The flooding deposited what Arroyo said turned out be about nearly 40 tons of silt and dirt in the subdivision. As the subdivision is private property, Kenmore officials said the clean-up was the homeowners' problem. Arroyo said the bill for that clean-up, sent to the homeowners group, reached upwards of $12,000.

Arroyo feels the culvert might be the root of many of Wild Cliff's problems. He said every time the culvert fails, the subdivision floods.

"We have talked to the city several times and we always get the same answer: It (the subdivision) is private property, it's not our problem," Arroyo said.

Kenmore City Manager Frederick Stouder said he toured the area last fall with the city engineer and at least one other local official. He said city representatives also met twice with the Wild Cliffs' homeowners group. He said the city agreed to keep the culverts clean and has taken steps in that direction.

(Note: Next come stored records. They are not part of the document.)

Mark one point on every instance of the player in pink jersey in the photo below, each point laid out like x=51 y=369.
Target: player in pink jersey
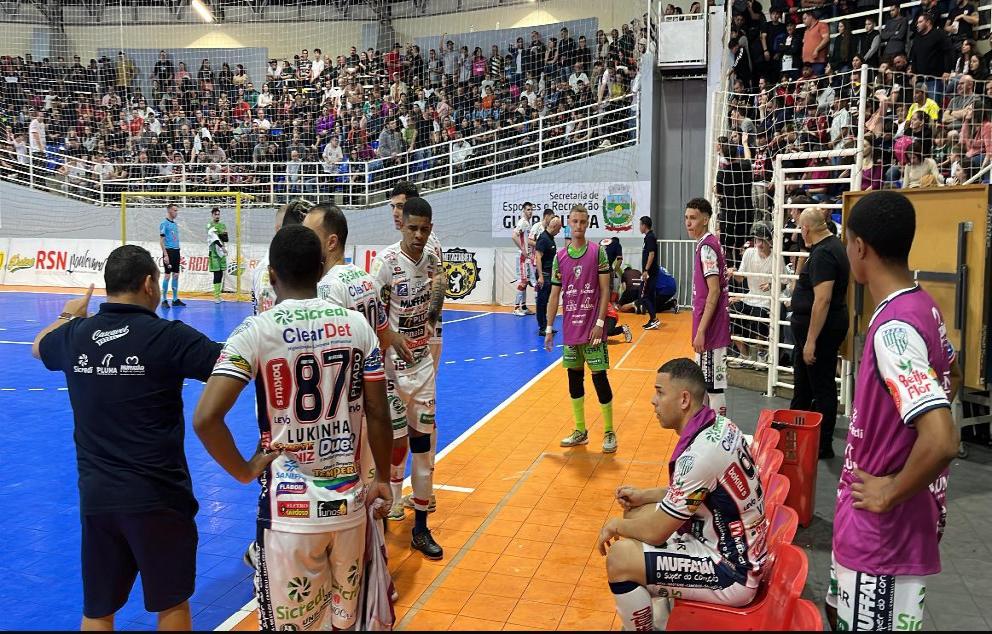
x=891 y=497
x=710 y=303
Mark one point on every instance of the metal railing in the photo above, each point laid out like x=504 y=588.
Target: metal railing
x=538 y=143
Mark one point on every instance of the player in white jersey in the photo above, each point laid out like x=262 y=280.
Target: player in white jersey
x=402 y=191
x=521 y=233
x=317 y=371
x=702 y=538
x=404 y=272
x=262 y=295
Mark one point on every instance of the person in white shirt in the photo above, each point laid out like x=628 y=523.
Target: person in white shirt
x=577 y=76
x=756 y=268
x=319 y=378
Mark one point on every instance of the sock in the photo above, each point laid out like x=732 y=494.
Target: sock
x=579 y=412
x=718 y=401
x=607 y=409
x=398 y=466
x=633 y=606
x=421 y=475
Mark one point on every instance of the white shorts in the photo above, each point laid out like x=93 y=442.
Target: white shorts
x=714 y=365
x=309 y=581
x=411 y=397
x=870 y=603
x=683 y=568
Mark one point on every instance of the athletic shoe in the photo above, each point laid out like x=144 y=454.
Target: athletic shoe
x=251 y=556
x=609 y=442
x=408 y=502
x=575 y=439
x=424 y=542
x=397 y=513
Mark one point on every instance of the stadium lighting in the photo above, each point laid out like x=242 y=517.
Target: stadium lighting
x=202 y=10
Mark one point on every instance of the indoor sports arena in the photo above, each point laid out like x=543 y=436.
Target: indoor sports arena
x=496 y=314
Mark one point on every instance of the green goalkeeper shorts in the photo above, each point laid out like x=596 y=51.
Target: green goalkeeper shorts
x=596 y=356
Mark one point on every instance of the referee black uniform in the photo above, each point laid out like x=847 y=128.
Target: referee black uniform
x=125 y=368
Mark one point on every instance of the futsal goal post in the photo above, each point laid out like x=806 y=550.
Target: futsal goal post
x=141 y=212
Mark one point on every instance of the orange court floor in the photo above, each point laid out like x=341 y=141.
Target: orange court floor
x=520 y=548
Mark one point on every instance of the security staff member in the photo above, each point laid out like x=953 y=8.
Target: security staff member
x=819 y=323
x=125 y=369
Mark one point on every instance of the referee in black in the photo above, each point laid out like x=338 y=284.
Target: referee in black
x=125 y=369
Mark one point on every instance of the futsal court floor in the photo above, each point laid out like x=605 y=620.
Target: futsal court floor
x=517 y=515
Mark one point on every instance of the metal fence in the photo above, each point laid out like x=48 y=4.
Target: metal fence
x=541 y=142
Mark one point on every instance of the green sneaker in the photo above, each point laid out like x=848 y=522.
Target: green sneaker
x=609 y=442
x=575 y=439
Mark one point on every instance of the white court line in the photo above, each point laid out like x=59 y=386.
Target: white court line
x=636 y=343
x=237 y=617
x=455 y=321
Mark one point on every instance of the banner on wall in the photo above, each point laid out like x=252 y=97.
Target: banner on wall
x=614 y=207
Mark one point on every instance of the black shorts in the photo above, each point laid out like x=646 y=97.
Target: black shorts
x=161 y=545
x=172 y=261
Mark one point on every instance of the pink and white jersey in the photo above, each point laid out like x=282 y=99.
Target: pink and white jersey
x=351 y=287
x=405 y=287
x=905 y=372
x=309 y=360
x=715 y=487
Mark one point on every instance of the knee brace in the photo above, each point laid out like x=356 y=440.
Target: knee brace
x=603 y=389
x=576 y=378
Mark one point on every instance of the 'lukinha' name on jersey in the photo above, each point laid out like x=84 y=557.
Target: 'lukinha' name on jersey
x=309 y=359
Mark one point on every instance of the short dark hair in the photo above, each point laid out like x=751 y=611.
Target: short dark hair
x=885 y=221
x=405 y=188
x=126 y=269
x=701 y=204
x=296 y=256
x=688 y=372
x=417 y=207
x=332 y=220
x=295 y=212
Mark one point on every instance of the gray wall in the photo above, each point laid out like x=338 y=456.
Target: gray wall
x=680 y=152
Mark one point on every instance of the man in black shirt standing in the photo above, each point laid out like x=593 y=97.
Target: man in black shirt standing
x=544 y=257
x=649 y=272
x=125 y=369
x=819 y=323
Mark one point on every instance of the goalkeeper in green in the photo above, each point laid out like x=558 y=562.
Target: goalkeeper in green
x=216 y=239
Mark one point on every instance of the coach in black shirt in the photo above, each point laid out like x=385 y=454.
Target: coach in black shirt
x=125 y=368
x=819 y=323
x=545 y=252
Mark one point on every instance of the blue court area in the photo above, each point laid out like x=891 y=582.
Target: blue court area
x=486 y=358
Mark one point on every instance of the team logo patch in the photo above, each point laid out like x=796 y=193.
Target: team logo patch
x=462 y=271
x=896 y=340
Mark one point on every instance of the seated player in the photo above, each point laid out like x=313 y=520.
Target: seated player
x=709 y=524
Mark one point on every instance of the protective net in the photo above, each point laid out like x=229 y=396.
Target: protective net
x=328 y=101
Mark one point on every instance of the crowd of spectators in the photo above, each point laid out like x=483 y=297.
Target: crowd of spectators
x=928 y=117
x=308 y=118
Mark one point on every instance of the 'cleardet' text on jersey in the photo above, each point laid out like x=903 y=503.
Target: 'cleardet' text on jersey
x=715 y=488
x=351 y=287
x=408 y=301
x=309 y=359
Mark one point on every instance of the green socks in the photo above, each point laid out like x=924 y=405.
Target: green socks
x=607 y=409
x=579 y=413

"We think we're on top of that," Stouder said.

He added that looking at the bigger picture, Kenmore sits at the bottom of the Swamp Creek Watershed, 95 percent of which sits outside the city's boundaries and is therefore, obviously, out of the city's control. Stouder said Kenmore has an outside consulting firm looking at the problem now.

"In an ideal world, with these studies, in the next year or two, there will be some solutions to the problems that affect us all," Stouder said.

He added that lastly, the city intends to mount a sort of Swamp Creek summit, hoping to bring together representatives from all the various jurisdictions involved.

"This is a regional issue that follows geography, not political boundaries," Stouder said.